The Tunisian and Egyptian protesters contested regime monopoly over control, use, manipulation of, and claim over space — squares. When the Tunisian protesters began their build-up of a critical mass they had first to take back the space the state claimed as its own, hub of its centrality, as a physical edifice and politico-moral authority. The critical mass needed to reoccupy the geography of the authoritarian state and the terrain from which it organized the lives of the citizenry. Just as the authoritarian state purged the citizenry from the terrain on which it pitched, designed, diffused, and sustained the reproduction of its authority, the citizenry had to recover that terrain and redesign it as its own as it navigate the unknown territory of mass resistance against state hegemony. Just as the state purged the citizenry from its geography of power, the protesters had to purge the state from that very space. That space is thus converted into forums for mass organization and mobilization. It is within the precincts of that space that a new reimagining of community and democratic politics was made possible by the protesters in both Egypt and Tunisia. Literally, the space was turned from authoritarian space into popular space. This space is reorganized into forums for democratic articulation, displays of solidarity, and the communication of universal messages of rejection of authoritarianism — designed and redesigned through the use of all kinds of techniques ranging from music of national hymns to communal prayers or marches. It is the ability of society to turn the central space — squares for instance — into “gymnasiums” of civic activism whereby the citizenry sharpens not only its skills of anti-systemic protest, but also the people’s appetite for democratic politics through sustained and creative mass protest. In this way societies in Egypt and Tunisia were able to reinvent themselves by contesting the authoritarian state’s politics and programs openly. Ultimately, this is what led to the repurposing of former places of state authority into public space for re-enacting popular sovereignty and collective re-ownership of the state. In these reclaimed places — Tahrir Square in Cairo, and the Habib Bourguiba Boulevard and the Kasbah in Tunis — the fight against authoritarianism was concretized, built into a critical mass, and defiantly sustained to eventually lead to the tipping point that brought down the authoritarian structure.
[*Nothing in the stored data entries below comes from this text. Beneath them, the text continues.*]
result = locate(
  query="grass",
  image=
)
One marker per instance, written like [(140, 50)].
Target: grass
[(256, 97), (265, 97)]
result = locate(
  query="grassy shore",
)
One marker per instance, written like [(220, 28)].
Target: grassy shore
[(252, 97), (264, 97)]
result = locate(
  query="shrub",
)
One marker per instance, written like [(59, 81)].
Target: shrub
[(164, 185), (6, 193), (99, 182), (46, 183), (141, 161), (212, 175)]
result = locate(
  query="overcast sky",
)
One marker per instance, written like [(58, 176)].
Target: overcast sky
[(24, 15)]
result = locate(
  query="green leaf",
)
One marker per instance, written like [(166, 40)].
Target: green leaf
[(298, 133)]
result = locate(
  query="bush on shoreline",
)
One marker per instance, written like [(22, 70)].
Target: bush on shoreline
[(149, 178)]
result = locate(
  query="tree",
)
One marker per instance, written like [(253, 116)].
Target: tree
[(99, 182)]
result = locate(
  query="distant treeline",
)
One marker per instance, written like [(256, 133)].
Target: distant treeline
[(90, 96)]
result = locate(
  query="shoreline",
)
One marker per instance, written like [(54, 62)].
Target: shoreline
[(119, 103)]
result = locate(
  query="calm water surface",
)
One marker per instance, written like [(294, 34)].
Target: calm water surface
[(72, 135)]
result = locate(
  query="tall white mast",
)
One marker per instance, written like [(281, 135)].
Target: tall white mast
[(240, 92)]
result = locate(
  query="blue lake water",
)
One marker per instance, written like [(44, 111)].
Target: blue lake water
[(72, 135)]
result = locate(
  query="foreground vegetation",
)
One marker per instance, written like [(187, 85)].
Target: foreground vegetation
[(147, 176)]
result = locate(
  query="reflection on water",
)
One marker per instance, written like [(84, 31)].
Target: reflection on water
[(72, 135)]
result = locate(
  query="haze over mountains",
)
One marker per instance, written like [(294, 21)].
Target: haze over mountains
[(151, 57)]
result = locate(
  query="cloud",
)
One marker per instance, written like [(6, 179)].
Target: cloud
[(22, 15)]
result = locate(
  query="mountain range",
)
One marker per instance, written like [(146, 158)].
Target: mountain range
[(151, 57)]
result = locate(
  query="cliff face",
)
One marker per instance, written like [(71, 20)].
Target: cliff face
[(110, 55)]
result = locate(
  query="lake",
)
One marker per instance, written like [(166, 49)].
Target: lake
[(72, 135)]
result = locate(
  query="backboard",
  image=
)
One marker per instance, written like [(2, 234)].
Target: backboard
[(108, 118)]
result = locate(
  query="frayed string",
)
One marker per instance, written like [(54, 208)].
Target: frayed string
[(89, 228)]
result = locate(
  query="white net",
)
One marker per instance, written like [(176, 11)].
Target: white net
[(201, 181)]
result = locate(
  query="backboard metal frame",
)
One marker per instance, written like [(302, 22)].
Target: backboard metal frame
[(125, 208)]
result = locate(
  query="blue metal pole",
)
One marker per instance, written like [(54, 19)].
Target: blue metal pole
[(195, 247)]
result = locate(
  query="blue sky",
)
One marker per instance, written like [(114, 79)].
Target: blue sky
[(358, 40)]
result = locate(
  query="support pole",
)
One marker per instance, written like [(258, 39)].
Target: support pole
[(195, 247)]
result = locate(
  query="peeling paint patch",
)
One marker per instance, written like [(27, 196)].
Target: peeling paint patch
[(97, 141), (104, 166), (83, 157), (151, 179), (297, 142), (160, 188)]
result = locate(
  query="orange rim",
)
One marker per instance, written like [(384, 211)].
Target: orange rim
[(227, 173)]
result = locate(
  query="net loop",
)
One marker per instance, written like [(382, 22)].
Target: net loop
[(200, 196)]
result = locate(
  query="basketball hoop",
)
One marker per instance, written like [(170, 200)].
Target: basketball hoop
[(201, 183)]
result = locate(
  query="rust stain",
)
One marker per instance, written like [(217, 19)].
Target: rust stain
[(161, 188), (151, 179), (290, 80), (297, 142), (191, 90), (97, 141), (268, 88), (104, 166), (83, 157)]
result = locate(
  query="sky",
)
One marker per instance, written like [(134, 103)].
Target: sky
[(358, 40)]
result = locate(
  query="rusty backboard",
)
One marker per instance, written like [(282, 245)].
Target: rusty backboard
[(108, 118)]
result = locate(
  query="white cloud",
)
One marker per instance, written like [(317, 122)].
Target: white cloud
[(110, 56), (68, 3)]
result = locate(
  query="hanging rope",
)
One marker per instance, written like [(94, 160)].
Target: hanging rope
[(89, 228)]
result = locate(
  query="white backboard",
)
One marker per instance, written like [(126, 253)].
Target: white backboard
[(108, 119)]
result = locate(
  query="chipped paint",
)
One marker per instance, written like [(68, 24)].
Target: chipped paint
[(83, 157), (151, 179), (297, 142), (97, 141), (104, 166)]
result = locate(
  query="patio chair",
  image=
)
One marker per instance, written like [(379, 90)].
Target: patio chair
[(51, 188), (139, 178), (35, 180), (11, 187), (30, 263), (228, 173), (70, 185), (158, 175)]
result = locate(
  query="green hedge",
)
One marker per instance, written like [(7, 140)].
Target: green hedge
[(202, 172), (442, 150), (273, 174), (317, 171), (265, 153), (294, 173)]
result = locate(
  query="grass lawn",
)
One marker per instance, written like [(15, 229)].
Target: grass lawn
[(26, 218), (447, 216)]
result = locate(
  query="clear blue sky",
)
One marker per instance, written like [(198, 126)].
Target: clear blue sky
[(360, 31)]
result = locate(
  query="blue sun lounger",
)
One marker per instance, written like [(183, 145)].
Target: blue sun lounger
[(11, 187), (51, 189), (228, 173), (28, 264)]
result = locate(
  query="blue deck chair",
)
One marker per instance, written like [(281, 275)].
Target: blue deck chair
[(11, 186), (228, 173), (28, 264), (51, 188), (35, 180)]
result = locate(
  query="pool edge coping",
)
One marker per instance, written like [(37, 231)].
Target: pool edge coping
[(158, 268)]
The transferable value of the above angle on the “Arab Spring,” through exploration of the dimension of space, is today evident in Syria. Thus far, in neither Damascus nor Aleppo has a public space developed where mass protesters can directly display solidarity and resist hegemony. They are yet unable to express themselves through collective, direct participatory action that renders the state unable to act or to offer acceptable responses as the public resolve, once focused in a space it claims as its own, shifts from the former politics of accommodation with the state to total defiance and rejection of authoritarianism. The Libyan rebels themselves felt the need to occupy Qadhafi’s compounds and “Green Square,” renaming it “Martyrs’ Square,” in order to claim possession of their revolt and realize some kind of political closure against the overthrown political order. Thus, it can be said that in the “Arab Spring,” the authoritarian states in Egypt and Tunisia were left with only one course of action: to exit history as their final act of self-cancellation.
[1] Larbi Sadiki, “Popular Uprisings and Arab Democratisation,” International Journal of Middle East Studies, Vol. 32 (2000), pp. 71–95.
[2] Gaston Bachelard, The Poetics of Space (New York: Beacon Press, 1994).